Published Jul 25, 2021 11:56 PM by The Maritime Executive

In addition to the Suez Canal, the Northern Sea Route and the "Silk Road" rail route through Russia and Kazakhstan, shippers may soon have a new inland-waterway option for taking their cargo from China to Northern Europe. Russia's United Shipbuilding Company (USC) is designing a new series of Volga-sized boxships to carry containerized cargo on a riverine voyage from the Caspian Sea through to the Baltic.

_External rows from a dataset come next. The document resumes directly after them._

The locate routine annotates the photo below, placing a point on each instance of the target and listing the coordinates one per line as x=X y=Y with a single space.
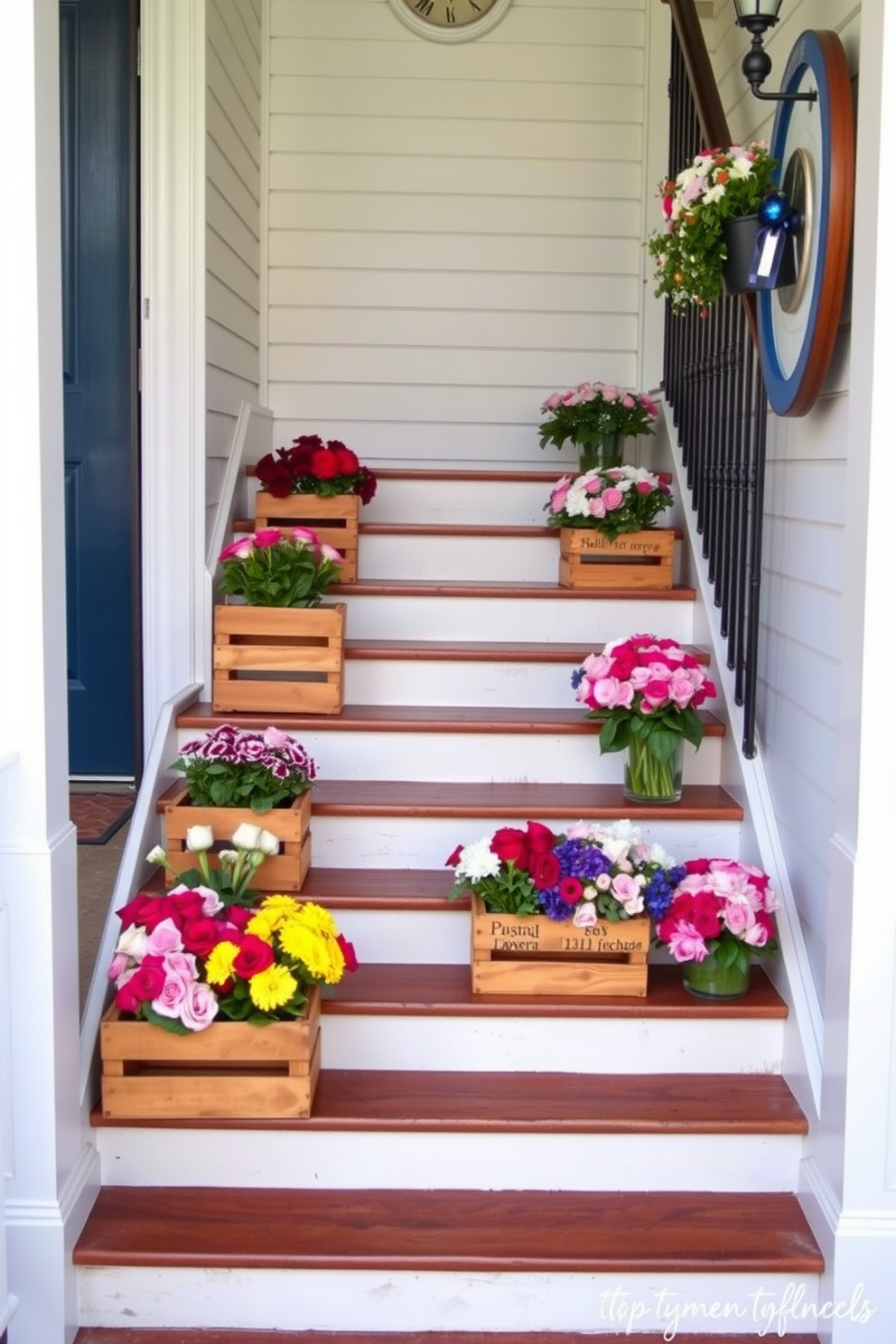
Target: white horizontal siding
x=453 y=230
x=233 y=223
x=805 y=535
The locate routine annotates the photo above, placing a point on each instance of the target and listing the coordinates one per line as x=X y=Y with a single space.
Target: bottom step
x=131 y=1336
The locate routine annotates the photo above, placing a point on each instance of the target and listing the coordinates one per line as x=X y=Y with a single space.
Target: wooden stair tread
x=355 y=1099
x=545 y=1231
x=443 y=991
x=507 y=588
x=460 y=650
x=487 y=801
x=424 y=718
x=524 y=801
x=133 y=1335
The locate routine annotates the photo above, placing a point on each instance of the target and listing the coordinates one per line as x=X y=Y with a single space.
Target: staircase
x=513 y=1168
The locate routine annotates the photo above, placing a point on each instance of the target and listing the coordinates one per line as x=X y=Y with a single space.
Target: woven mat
x=97 y=816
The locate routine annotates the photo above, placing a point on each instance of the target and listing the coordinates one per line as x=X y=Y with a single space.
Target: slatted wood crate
x=333 y=519
x=275 y=658
x=634 y=561
x=284 y=871
x=231 y=1070
x=532 y=955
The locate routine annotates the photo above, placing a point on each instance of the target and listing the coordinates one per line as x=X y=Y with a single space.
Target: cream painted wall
x=454 y=230
x=233 y=222
x=807 y=459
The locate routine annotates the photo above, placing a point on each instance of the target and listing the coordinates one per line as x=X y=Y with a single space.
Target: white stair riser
x=426 y=842
x=556 y=1044
x=435 y=682
x=419 y=1300
x=532 y=559
x=485 y=757
x=410 y=1160
x=477 y=503
x=480 y=619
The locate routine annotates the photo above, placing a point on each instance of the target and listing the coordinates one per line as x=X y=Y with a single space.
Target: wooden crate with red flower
x=320 y=487
x=217 y=1007
x=280 y=649
x=607 y=539
x=562 y=914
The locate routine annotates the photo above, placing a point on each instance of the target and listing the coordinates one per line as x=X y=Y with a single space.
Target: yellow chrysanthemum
x=262 y=925
x=272 y=988
x=317 y=919
x=320 y=953
x=219 y=964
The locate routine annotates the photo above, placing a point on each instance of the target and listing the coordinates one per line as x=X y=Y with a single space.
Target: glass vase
x=708 y=980
x=606 y=452
x=648 y=779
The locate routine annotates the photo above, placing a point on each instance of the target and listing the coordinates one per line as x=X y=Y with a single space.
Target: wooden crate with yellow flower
x=217 y=1008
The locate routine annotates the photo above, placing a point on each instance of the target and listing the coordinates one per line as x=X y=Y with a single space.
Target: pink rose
x=199 y=1007
x=686 y=944
x=269 y=537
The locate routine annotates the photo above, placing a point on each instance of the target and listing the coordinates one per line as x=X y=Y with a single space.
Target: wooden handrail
x=711 y=115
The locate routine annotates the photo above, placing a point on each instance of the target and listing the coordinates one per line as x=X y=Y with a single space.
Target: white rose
x=199 y=839
x=246 y=836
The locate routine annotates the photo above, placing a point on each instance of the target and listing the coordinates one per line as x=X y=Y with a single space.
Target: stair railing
x=143 y=835
x=714 y=386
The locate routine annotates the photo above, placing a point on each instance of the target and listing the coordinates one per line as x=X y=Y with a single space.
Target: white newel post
x=47 y=1162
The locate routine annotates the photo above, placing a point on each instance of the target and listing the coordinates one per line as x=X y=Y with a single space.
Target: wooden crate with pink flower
x=316 y=485
x=562 y=913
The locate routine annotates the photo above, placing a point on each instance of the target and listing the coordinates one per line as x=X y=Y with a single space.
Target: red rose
x=254 y=955
x=347 y=460
x=348 y=952
x=324 y=464
x=201 y=936
x=148 y=979
x=366 y=488
x=510 y=845
x=545 y=870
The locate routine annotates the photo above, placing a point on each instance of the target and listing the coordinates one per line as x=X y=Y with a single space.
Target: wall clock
x=815 y=144
x=450 y=21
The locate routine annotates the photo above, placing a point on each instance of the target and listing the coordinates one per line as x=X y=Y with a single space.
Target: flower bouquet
x=211 y=975
x=319 y=485
x=231 y=776
x=547 y=908
x=283 y=650
x=717 y=916
x=647 y=694
x=691 y=249
x=595 y=417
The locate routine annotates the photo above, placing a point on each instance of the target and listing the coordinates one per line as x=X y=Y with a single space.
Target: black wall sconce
x=757 y=16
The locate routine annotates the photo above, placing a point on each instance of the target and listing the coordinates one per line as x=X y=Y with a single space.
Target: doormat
x=97 y=816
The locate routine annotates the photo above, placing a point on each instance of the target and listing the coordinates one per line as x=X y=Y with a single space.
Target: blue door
x=98 y=118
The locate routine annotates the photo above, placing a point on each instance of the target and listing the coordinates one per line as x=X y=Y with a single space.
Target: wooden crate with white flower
x=333 y=519
x=284 y=871
x=534 y=955
x=230 y=1070
x=633 y=561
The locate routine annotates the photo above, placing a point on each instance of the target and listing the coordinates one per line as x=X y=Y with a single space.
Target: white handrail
x=143 y=835
x=251 y=440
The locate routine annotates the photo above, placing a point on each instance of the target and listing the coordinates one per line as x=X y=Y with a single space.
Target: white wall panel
x=453 y=230
x=233 y=222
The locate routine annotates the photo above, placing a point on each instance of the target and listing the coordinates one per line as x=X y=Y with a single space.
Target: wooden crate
x=532 y=955
x=230 y=1070
x=636 y=559
x=335 y=520
x=284 y=871
x=278 y=658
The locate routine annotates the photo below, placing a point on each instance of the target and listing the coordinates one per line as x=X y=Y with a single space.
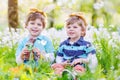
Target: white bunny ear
x=49 y=8
x=43 y=42
x=93 y=62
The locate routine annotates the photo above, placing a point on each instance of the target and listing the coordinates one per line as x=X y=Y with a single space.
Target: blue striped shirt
x=79 y=49
x=42 y=43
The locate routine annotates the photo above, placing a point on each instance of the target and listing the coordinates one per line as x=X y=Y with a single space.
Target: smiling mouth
x=34 y=30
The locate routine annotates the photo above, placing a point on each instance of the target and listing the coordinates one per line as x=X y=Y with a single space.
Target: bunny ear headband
x=33 y=10
x=80 y=15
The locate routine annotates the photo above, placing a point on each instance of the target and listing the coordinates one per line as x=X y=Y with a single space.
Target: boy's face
x=73 y=31
x=35 y=27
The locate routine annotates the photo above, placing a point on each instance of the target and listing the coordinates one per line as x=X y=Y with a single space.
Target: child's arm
x=93 y=62
x=23 y=55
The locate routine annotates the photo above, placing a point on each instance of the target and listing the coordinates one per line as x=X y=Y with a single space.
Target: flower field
x=106 y=42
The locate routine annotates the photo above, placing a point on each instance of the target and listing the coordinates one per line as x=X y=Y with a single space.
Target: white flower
x=98 y=5
x=43 y=42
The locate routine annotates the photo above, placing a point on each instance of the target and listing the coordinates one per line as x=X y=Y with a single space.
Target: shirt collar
x=76 y=43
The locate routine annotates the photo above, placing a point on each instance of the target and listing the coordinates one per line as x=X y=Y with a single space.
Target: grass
x=108 y=63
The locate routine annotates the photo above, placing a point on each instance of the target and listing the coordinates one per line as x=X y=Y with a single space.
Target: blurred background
x=98 y=13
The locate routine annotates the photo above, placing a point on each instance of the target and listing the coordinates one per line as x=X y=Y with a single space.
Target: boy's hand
x=77 y=61
x=37 y=51
x=25 y=54
x=65 y=63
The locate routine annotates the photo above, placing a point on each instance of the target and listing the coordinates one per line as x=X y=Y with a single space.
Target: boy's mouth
x=34 y=30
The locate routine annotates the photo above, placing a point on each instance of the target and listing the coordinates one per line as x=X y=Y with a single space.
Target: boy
x=74 y=51
x=34 y=44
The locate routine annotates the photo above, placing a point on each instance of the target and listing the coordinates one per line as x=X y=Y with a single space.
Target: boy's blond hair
x=36 y=14
x=78 y=18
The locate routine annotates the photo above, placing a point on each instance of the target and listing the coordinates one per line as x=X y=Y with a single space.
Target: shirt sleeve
x=49 y=46
x=90 y=49
x=60 y=51
x=18 y=52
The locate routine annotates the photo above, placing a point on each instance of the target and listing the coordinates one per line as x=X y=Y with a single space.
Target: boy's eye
x=32 y=23
x=74 y=26
x=68 y=27
x=39 y=24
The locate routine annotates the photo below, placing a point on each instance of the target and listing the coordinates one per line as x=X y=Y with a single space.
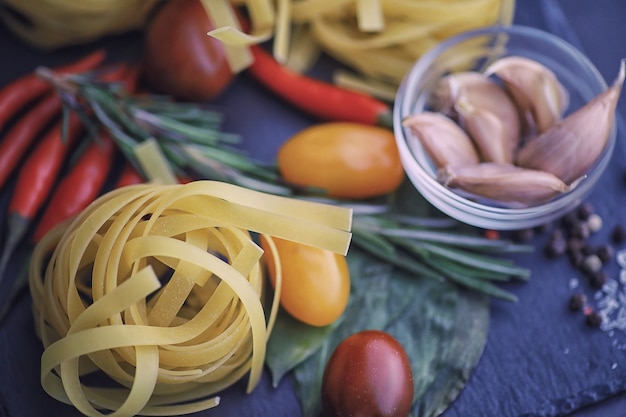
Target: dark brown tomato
x=368 y=375
x=179 y=58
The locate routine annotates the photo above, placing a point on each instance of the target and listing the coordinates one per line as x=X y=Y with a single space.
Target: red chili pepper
x=40 y=172
x=14 y=96
x=24 y=132
x=318 y=98
x=35 y=180
x=80 y=186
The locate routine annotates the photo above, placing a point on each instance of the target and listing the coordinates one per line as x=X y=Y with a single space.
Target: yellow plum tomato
x=368 y=375
x=179 y=58
x=347 y=160
x=316 y=282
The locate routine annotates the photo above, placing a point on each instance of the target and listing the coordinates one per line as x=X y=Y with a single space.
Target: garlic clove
x=443 y=140
x=504 y=183
x=540 y=97
x=468 y=94
x=570 y=148
x=488 y=133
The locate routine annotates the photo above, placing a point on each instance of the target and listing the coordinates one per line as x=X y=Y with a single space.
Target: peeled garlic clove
x=443 y=140
x=540 y=97
x=455 y=91
x=504 y=183
x=488 y=133
x=571 y=147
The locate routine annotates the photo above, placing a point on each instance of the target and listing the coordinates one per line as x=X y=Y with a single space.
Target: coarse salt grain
x=621 y=258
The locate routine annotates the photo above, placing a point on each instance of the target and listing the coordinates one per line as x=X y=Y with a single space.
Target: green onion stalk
x=190 y=136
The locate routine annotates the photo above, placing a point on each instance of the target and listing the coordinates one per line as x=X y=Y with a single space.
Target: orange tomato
x=347 y=160
x=315 y=282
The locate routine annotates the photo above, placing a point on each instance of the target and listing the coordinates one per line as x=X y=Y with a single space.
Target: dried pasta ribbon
x=160 y=289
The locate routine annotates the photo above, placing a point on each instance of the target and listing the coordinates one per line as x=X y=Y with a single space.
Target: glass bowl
x=473 y=51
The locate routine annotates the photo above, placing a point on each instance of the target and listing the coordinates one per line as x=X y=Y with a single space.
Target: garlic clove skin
x=478 y=102
x=443 y=140
x=504 y=183
x=571 y=147
x=488 y=132
x=539 y=96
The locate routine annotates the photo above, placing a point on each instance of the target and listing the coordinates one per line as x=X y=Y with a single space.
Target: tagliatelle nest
x=159 y=289
x=50 y=24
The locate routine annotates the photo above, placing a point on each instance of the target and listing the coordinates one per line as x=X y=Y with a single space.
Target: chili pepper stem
x=17 y=227
x=18 y=287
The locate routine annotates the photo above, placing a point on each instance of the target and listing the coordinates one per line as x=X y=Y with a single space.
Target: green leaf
x=465 y=347
x=292 y=342
x=433 y=320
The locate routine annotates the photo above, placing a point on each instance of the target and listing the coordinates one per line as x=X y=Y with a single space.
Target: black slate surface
x=540 y=359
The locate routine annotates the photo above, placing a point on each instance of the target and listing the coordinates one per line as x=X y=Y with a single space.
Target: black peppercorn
x=605 y=252
x=579 y=230
x=619 y=234
x=575 y=244
x=576 y=258
x=577 y=301
x=598 y=278
x=593 y=319
x=555 y=247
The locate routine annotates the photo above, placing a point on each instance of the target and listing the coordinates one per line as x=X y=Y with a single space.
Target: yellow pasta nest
x=50 y=24
x=156 y=292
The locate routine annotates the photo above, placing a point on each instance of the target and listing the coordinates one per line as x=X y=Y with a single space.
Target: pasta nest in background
x=159 y=290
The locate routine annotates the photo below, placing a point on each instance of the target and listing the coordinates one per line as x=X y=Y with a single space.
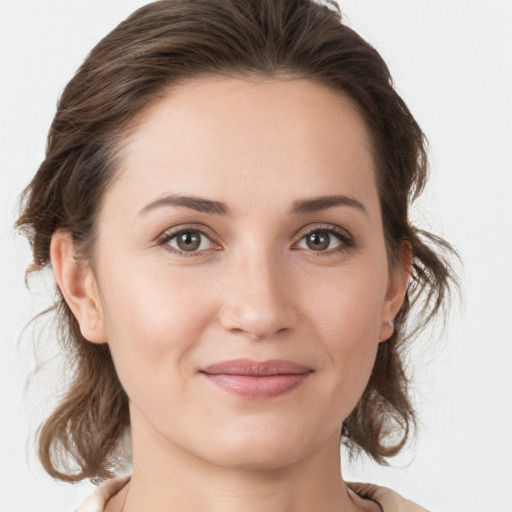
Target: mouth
x=257 y=379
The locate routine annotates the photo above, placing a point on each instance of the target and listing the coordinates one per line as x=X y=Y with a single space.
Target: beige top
x=388 y=500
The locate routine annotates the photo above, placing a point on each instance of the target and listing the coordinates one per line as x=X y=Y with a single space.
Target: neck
x=166 y=478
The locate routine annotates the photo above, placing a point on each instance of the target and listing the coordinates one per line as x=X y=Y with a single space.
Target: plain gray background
x=451 y=60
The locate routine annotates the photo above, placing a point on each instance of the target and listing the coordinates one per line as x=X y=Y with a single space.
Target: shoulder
x=389 y=500
x=98 y=499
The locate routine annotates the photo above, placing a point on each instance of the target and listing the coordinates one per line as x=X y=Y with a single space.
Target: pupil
x=318 y=241
x=189 y=241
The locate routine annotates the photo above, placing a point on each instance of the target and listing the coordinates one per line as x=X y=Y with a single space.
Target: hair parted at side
x=171 y=41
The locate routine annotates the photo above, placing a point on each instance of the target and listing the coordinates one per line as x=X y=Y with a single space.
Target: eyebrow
x=300 y=207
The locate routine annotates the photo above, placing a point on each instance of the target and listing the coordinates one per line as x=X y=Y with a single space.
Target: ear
x=397 y=286
x=77 y=284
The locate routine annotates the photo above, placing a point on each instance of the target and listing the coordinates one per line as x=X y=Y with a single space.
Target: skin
x=254 y=289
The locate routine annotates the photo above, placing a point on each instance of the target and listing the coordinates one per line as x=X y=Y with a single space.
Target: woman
x=224 y=203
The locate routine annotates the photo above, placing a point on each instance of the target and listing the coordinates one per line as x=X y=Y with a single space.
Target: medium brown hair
x=170 y=41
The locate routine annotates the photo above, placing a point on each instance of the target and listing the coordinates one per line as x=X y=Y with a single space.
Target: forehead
x=237 y=137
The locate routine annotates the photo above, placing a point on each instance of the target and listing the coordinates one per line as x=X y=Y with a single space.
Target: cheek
x=153 y=320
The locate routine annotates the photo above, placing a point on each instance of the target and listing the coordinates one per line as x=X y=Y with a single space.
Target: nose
x=258 y=298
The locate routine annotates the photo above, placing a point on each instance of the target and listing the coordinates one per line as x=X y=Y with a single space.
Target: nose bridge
x=258 y=300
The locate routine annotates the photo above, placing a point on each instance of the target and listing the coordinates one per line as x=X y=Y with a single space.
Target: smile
x=257 y=380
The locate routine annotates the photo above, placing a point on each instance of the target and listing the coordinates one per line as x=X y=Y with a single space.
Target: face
x=241 y=272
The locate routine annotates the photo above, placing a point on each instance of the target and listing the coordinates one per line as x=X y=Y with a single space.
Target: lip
x=257 y=379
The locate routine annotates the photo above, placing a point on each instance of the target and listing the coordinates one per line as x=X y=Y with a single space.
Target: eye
x=330 y=240
x=187 y=241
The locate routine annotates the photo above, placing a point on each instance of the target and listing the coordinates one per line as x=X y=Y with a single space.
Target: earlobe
x=397 y=288
x=77 y=284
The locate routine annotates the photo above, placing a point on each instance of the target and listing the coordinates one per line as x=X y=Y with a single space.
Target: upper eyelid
x=170 y=233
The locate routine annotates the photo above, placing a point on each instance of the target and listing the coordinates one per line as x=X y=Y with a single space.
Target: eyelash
x=345 y=239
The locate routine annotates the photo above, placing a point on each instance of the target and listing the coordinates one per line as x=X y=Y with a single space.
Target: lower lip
x=268 y=386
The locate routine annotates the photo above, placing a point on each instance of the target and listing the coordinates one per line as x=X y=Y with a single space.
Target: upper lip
x=256 y=368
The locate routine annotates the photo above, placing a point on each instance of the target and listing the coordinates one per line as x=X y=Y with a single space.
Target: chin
x=261 y=450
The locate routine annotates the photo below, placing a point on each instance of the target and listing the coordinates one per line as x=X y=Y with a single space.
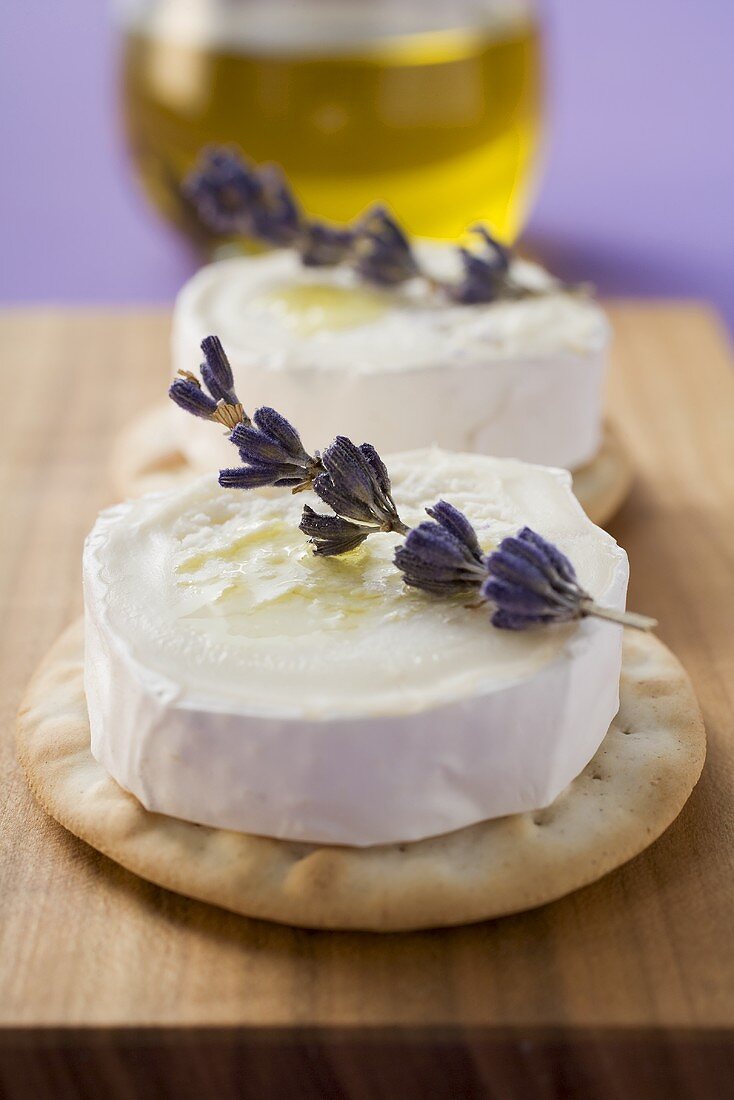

According to Alexander Rakhmanov, USC's president, the proposal calls for loading containers originating from Western China or Iran at ports on the Caspian Sea. From the Caspian, the shipment route would proceed up the Volga, past Olya, Volgograd, Kazan, Nizhy Novgorod, Lake Onega and out to the Baltic at St. Petersburg. Alternate destinations include Moscow (via the Moscow Canal) or the White Sea (using smaller vessels). The route would be within Russia's Unified Deep Water System of inland canals, locks and rivers.

"It is possible to take cargo in the north of Iran or in the west of China and take it to Helsinki through the port of Olya. The ship will sail . . . to Helsinki at a speed of [10 knots] for seven to eight days. And no Somali pirates, no problems with steamships stuck in the Suez Canal," said Rakhmanov in a meeting with Russian President Vladimir Putin. "Today, this year, we are starting the design of a container ship that will sail across the [Volga] to Helsinki. Thus, we will open paths that do not depend on foreigners."

According to Rakhmanov, the key issue is the cost of operating the route. USC is working with Russian transport companies to address its economy.

If implemented, vessel size would be constrained by the dimensions of the Volga-Baltic Waterway, which limits passage to vessels of at most 690 feet in length and a shallow 13 feet of draft - far from the economies of scale found in a Megamax-24 boxship. The canal's locks also handle a steady stream of freighters and small tankers, leaving only so many open slots for a new container shipping operation.

In addition, said Rakhmanov, there is a serious draft restriction in the Gorodets area near Nizhny Novgorod. "There the draft, unfortunately, does not exceed [8.5 feet]. And we need [10 feet] in order to carry a full load," he said.